Technical and Statistical Issue papers

 

Skewness and Correlations
Prorating Errors in Test Scores
Standard Deviation near the Mean Value
Assumptions in Least Squares Regression
Percentiles and Percentile Ranks - confused or what?
Calculating 2 x 2 decision table indices from summary information
Correlation attenuation due to Likert Categorization
Interrater Reliability: Definitions, Formulae, and Worked Examples
The Relationship between variables, cases, and factor stability
Euclidean Distance: raw, normalised, and double-scaled coefficients
KR-20 Cronbach Alpha, and dichotomous-response items

Skewness and Correlations. Ever wondered what happens with Pearson product moment correlations when the skewness coefficient for one variable departs from 0.0? Well, this short document provides both a graphical and computational answer - varying skewness from 0.0 through ± 6.0. Although not definitive (since only one simulation dataset was run), it is instructive to see why Kendall and Stuart (1958) originally recommended being very cautious of correlations in which skewness values > 2.0 were observed. Download the Acrobat pdf format document here (288k).

Prorating error in Test Scores. This was a fairly hefty examination (33 pages of results and analysis!) of the kinds of errors incurred when prorating test scores (instead of using multiple imputation for missing data analysis, we adjust the the test score in proportion to the number missing item response). As part of the treatment-outcome effectiveness analysis of the Anger Management Project (Prof. Ray Novaco, Mark Ramm, Val Woods), it became clear that we had a problem with missing data on some of the psychometric and nursing observation assessment scales. For various reasons (some of which are discussed in the document), I did not choose to use multiple imputation methods such as EMCOV, Amelia, or NORM. Instead, we thought to prorate the scale scores - as also suggested in the PCL-R manual. However, the question arose "How many items should we prorate?" To help answer this, Charles Marley (an associate psychologist at the State Hospital) set about examining a set of data, that contained 9 psychological test scales (drawn from some of the Anger Management project assessments), varying in size from 24 through to just 4 items in length. Alphas for all scales were good to excellent. All patients in the file answered all items on all these scales. What we (note the Royal "we" - actually it was Charles who completed the entire analysis and bulk of the report!!) did then was to randomly "exclude" items from each scale, in steps of 5% missing (or the nearest whole item) up to 50% of items missing. For each bound, we computed the raw unadjusted and prorated score, the difference and correlations between these and the total "actual score), and the distributions of errors for each prorated score. The final result - prorate 15% at maximum, given the properties of the  kinds of test scales being used in the Anger Management project (Novaco Anger Scales, Beck Depression Inventory, State-Trait Anger Inventory etc.). Download the Acrobat pdf format document here (946k).

Standard Deviation near the Mean for a set of scores. This was examined in response to a query from a colleague in Kuwait. He had been advised by a statistician that "according to the normal curve, the SD must be in the limits of the third of Mean and not exceed it". I was curious myself - and so took a look at this issue - with some simulations and explorations of the statistician's advice. This was my response ..Download the Acrobat pdf format document here (327k).
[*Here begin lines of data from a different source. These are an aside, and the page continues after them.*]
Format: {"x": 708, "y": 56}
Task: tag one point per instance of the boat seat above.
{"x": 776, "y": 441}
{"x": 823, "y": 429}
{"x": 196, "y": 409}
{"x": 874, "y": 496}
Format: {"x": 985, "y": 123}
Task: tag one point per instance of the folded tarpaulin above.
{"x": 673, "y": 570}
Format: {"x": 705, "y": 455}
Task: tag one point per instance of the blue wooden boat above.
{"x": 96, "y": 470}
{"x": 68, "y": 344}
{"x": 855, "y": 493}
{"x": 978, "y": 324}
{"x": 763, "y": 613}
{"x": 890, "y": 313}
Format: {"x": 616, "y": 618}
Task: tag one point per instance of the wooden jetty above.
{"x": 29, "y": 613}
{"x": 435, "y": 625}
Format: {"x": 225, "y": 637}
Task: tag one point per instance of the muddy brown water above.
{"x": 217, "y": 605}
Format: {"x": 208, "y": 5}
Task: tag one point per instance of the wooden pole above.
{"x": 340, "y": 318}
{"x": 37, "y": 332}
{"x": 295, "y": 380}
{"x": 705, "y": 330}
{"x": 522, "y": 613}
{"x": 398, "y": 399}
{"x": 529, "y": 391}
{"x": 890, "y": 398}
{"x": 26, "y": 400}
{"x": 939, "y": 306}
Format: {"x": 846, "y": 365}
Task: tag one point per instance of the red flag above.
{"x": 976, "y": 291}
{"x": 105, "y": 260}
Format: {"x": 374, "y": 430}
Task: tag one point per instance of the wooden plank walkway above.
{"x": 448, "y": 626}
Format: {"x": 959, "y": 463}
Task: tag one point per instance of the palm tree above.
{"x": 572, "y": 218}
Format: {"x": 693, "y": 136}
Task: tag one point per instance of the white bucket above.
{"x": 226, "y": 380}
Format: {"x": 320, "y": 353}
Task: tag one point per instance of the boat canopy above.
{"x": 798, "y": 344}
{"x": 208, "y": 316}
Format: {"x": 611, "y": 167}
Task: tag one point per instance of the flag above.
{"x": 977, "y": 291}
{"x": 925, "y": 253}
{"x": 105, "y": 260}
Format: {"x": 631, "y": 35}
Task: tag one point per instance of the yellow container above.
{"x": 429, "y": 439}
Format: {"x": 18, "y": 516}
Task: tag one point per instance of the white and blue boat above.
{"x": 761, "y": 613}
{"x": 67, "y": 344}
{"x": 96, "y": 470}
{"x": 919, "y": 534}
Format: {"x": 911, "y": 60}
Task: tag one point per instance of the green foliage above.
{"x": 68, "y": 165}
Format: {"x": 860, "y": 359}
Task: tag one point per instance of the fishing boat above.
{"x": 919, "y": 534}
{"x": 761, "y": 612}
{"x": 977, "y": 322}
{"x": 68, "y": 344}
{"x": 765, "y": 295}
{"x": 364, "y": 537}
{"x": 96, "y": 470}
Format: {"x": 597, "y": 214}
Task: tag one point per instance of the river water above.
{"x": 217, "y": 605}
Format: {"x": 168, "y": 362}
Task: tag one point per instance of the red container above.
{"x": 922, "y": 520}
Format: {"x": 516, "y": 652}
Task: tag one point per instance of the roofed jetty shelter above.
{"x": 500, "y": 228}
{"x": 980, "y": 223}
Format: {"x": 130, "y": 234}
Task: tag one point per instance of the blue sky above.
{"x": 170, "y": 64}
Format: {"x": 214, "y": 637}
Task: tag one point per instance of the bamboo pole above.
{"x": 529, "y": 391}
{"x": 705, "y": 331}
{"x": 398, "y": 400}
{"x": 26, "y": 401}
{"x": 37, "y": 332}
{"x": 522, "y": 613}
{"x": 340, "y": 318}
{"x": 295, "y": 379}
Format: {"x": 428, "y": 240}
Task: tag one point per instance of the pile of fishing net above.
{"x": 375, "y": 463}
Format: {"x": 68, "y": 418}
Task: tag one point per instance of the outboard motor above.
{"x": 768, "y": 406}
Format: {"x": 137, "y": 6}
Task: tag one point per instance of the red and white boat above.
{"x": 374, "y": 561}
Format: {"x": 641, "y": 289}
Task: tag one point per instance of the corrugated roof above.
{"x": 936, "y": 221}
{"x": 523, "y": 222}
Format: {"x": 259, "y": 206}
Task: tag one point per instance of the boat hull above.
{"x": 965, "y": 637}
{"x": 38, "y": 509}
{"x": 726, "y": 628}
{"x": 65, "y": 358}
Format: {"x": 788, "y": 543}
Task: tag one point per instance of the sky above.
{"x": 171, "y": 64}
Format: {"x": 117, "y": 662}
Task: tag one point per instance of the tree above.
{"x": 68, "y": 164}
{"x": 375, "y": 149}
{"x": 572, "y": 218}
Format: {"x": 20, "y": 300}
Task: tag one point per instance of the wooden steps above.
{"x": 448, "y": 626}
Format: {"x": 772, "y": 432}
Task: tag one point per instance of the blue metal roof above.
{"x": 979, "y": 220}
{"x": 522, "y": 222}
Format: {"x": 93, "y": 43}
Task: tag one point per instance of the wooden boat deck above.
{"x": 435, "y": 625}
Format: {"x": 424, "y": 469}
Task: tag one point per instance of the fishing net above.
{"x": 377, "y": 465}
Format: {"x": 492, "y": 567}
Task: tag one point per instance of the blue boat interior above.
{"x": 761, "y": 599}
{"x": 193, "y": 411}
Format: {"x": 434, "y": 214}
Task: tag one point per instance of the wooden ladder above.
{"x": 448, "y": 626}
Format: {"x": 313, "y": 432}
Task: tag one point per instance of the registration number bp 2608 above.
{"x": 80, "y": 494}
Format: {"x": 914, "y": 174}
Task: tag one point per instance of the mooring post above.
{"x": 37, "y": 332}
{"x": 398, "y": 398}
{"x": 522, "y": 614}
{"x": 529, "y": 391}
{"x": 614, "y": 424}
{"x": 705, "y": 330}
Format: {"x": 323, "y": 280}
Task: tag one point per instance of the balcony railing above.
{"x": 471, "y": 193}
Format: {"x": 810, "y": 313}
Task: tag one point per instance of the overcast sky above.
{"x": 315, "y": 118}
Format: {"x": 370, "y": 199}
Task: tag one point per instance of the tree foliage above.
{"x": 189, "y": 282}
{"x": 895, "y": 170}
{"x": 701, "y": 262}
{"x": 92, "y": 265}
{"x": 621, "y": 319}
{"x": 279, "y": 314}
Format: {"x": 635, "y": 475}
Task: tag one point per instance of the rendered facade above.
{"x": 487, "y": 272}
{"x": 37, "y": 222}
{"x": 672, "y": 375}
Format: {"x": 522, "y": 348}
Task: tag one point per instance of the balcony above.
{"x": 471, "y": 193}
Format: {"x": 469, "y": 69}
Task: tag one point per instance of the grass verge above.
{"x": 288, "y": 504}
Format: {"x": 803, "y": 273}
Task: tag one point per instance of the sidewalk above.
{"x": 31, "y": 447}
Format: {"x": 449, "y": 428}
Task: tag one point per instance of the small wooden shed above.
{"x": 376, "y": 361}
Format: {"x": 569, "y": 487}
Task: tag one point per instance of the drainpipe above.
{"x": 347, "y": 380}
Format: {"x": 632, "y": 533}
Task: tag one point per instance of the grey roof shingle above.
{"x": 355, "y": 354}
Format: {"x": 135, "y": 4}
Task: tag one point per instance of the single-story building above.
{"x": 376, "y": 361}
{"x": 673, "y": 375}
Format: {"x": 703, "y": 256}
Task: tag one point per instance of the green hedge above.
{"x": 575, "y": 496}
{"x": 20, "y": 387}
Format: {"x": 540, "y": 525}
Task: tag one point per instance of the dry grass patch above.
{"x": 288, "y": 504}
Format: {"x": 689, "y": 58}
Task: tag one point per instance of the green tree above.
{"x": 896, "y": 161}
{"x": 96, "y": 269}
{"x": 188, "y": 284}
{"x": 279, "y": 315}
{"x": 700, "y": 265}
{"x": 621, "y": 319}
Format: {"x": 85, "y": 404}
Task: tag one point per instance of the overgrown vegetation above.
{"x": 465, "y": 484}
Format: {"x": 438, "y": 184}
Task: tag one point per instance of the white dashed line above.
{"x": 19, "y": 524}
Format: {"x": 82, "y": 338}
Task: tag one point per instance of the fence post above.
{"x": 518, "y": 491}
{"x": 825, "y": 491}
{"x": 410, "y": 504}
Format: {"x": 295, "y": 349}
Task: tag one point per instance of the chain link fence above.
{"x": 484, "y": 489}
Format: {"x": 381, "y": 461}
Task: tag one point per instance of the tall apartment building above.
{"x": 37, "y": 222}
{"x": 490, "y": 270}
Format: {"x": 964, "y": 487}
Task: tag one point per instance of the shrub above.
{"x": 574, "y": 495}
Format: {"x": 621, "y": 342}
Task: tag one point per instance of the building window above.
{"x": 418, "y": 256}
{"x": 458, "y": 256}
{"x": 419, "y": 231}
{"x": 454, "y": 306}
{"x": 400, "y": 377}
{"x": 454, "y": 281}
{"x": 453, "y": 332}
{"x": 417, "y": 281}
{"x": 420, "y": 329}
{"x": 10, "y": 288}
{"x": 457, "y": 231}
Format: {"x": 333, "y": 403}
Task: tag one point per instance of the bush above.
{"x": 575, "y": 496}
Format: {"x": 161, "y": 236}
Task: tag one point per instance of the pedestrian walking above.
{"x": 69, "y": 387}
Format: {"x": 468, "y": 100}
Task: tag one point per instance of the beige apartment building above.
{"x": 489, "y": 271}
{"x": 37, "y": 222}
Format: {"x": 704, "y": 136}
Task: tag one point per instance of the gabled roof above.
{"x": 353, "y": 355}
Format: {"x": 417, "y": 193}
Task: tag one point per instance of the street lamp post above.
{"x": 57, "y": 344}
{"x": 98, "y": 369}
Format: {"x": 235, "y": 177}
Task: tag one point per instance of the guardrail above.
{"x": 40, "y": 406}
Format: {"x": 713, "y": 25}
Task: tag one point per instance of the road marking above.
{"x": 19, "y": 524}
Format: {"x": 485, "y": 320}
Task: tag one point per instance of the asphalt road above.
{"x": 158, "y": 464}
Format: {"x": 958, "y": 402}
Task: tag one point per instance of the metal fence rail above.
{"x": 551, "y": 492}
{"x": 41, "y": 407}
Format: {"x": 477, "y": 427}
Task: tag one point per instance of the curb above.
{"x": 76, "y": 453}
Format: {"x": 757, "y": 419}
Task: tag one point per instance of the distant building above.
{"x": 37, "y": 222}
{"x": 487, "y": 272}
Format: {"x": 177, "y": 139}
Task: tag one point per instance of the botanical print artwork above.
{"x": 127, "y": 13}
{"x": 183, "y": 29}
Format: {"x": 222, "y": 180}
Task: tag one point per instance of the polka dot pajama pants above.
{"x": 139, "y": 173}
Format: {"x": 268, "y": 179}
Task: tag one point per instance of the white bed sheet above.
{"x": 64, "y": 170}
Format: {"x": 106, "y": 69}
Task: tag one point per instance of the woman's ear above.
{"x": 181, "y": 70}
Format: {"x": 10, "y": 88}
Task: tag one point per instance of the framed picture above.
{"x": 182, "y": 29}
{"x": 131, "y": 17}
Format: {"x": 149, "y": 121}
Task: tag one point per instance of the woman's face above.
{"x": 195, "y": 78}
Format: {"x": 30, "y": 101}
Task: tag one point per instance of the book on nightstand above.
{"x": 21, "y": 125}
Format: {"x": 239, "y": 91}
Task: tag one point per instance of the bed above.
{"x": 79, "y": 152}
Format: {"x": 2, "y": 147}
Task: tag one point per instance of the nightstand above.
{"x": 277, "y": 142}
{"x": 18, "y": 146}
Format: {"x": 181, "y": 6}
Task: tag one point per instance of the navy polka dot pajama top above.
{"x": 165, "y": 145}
Assumptions in Least Squares Regression. This was in response to a question asked of me ... "I am starting to use the some regression analysis and I am a bit confused about the Assumptions. About normality and homoscedasticity, what exactly I need to test? The real variables or just the residuals? or both?" My response began ...
There is one important assumption for the use of least-squares, linear regression that is generally phrased as


"The population means of the values of the dependent variable Y at each value of the independent variable X are assumed to be on a straight line".

This statement implies that at each value of X, there is a distribution of Y values for which the mean is used as the value that characterises the average value of each Y at X. This immediately implies that Y itself is a random variable, possessing equal-interval, additive concatenation units (the use of the mean implies additivity of units).

A further set of assumptions that are also made when using linear regression are (taken from Pedhazur, 1997, pp. 33-34)
1. The mean of the errors (residuals (Yik-Yik')) for each observation of the Yi  on Xi, over many replications, is zero.
2. Errors associated with one observation of Yi on Xi are independent of errors associated with any other observation Yj on Xi (serial autocorrelation)
3. The variance of the errors of Y, at all values of X, is constant (homoscedasticity)
4. The values of the errors of Y are independent of the values of X.
5. The distribution of errors (residuals) over all values of Y are normally distributed

From the above, there seems to be no a priori requirement for Y itself to be normally distributed. It seems that the assumption noted above (in green) could be met by a variable whose values are, for example, uniformly distributed rather than normally distributed. The normality assumption seems to be confined explicitly to the errors of prediction of Y, not Y itself. In fact, many textbooks only mention the assumptions within this framework. ... I then generated some appropriate data and set about testing each of the assumptions with uniformly and normally generated/distributed data. Plenty of graphics and discussion!

(17th August, 2005) ... The file has been updated with an addendum thanks to Dr S.A. Butler, Corus Research, Development and Technology, Swinden Technology Centre, Rotherham, South Yorkshire ..."Unfortunately, some people will insist on using Excel for statistical work even when much better software is available to them, so I have recently had to look at the regression facilities available in Excel. I discovered that, when regression is carried out via Tools / Data Analysis / Regression, there is an option to produce a Normal Probability Plot, but this is a plot of the Y-values, NOT the residuals. "   Download the Acrobat 7 pdf format document here (1.08Mb).

Percentiles and Percentile Ranks - confused or what? This document tries to explain the basis for two almost equally occurring definitions of percentiles as either:
A percentile is the point in a distribution at or below which a given percentage of scores is found
-or-
The value below which P% of the values fall is called the Pth percentile
22 annotated definitions of percentiles are scoured from books and the internet to list those which define them using either of the definitional statements above. Then some logic and worked examples are used to show how both definitions are correct, given a perspective of a test score as an integer, or as a point-estimate of a continuous real-valued number. It is hoped this makes things much clearer. This document was written as a response to the question above that arose recently in a discussion with some test publishers. The document can be downloaded as an Acrobat pdf file here (70k)

 Calculating 2 x 2 decision table indices from summary information. Given a Base Rate, Sensitivity, and Specificity coefficient, find the constituent cell proportions within a 2 x 2 table such that any other relevant 2 x 2 table statistics may be computed from them. The one-page document can be downloaded as pdf format item, or a MathCad 11 Spreadsheet for those who use MathCad. Don't forget to download DICHOT 3 from my software page if you want a free Windows program that calculates a host of decision-table statistics from a 2 x 2 data table.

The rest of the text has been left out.